Der Hermannsburger Bürgermeister Axel Flader redet nicht lange um den heißen Brei herum: Die Finanzlage sei desolat, der Haushaltsentwurf für das kommende Jahr weise ein Defizit von 1,3 Millionen Euro aus. Um das Loch wenigstens etwas zu stopfen, soll die Gewerbesteuer um 40 Punkte auf einen Hebesatz von 360 Prozentpunkten angehoben werden. Flader: „Wir müssen reagieren, zumal der Satz in Hermannsburg seit 1998 konstant war.“
Wie in Hermannsburg müssen viele Unternehmen 2011 mit einer Steuererhöhung rechnen. Der Niedersächsische Industrie- und Handelskammertag (NIHK) hat ein Papier vorgelegt, wonach 220 Kommunen zwischen Nordsee und Harz bereits 2010 die Steuersätze angehoben haben. „Damit kommen in jeder fünften Kommune Erhöhungen auf die ansässigen Unternehmen zu“, so der NIHK. Landesweit habe nur eine einzige Kommune ihren Gewerbesteuersatz gesenkt: Bodensee, ein Dorf mit knapp 800 Einwohnern im Kreis Göttingen.
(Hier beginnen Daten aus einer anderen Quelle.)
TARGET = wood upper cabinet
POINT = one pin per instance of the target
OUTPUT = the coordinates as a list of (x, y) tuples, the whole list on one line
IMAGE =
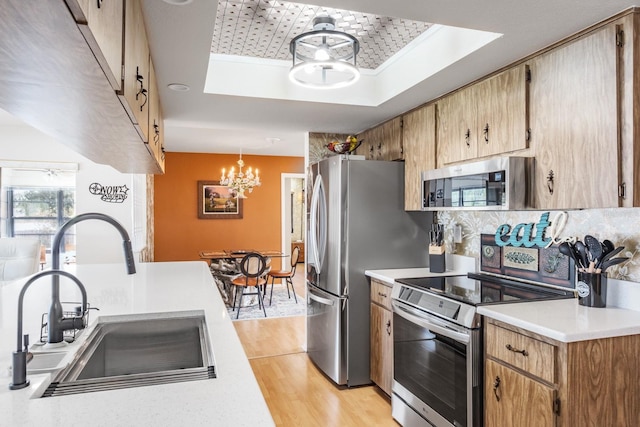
[(156, 122), (532, 380), (457, 138), (574, 121), (419, 142), (381, 336), (101, 24), (503, 119), (135, 90), (383, 142), (488, 118)]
Der durchschnittliche Satz habe sich um fünf Punkte auf 376 Prozent erhöht, dem stärksten Plus seit 30 Jahren. Eine Stichprobe der CZ im Raum Celle hat ergeben, dass viele Gemeinden mit ihren Steuerforderungen noch unter Landesschnitt liegen. Nienhagen liegt bei 350 Prozent, Wathlingen und Adelheidsdorf bei 340 Prozent. Winsen hat 2007 auf 350 Prozentpunkte erhöht. In der Stadt Celle denkt man über eine höhere Gewerbesteuer im Jahr 2011 nach. Nach Angaben von Stadtsprecher Wolfgang Fischer wurde der Satz zuletzt 1998 auf 370 Punkte angehoben. „Zur Zeit ist eine Erhöhung um zehn Prozentpunkte in der Diskussion“, so Fischer. Auch in der Samtgemeinde Lachendorf wird es nicht billiger: In Beedenbostel und Eldingen wurde 2010 um 20 Punkte angehoben, für Hohne und Lachendorf gibt es Grundsatzbeschlüsse, den Steuersatz hochzuschrauben. Verwaltungschef Jörg Warncke gibt an, dass allein für die Gemeinde Lachendorf 90000 Euro Mehreinnahmen drin sind, wenn die Grundsteuern A und B sowie die Gewerbesteuer um 20 Punkte steigen. Das Geld wird auch dringend benötigt: 2010 lag das Defizit im Gemeindeetat bei 400000 Euro.
„Steuererhöhungen sind kein Ausweg aus der Finanzmisere der Kommunen. Die Konsolidierung muss bei den Ausgaben beginnen“, fordert dagegen NIHK-Geschäftsführer Michael Zeinert. Manch Gemeinde sieht das ganz anders. „Wir haben unsere Ausgabensituation so weit heruntergefahren, dass wir jetzt die Einnahmen erhöhen müssen“, sagt Flader in Hermannsburg.
Rechenbeispiel: Eschede teurer als Stadt Celle
Die Gewerbesteuer wird nach dem Gewinn der Unternehmen berechnet. Das Finanzamt setzt einen Gewerbesteuermessbetrag fest, der auf den Firmenangaben zum Geschäftsjahr beruht. Dieser Messbetrag wird anschließend mit dem Hebesatz der Kommunen multipliziert. Das bedeutet, dass die Unternehmenssteuer sich nach Region erheblich voneinander unterscheiden kann.
Nach einer Berechnung des Finanzamtes Celle muss ein fiktives Unternehmen, das einen Gewinn von 100000 Euro erwirtschaftet, in diesem Jahr in der Stadt Celle 9775,40 Euro bezahlen. In Hermannsburg und Bergen, derzeit noch die billigsten Kommunen im Kreisgebiet, wären es 8454,40 Euro. Am teuersten ist es in Eschede. Dort müsste das Unternehmen 10039,60 Euro an den Fiskus abtreten.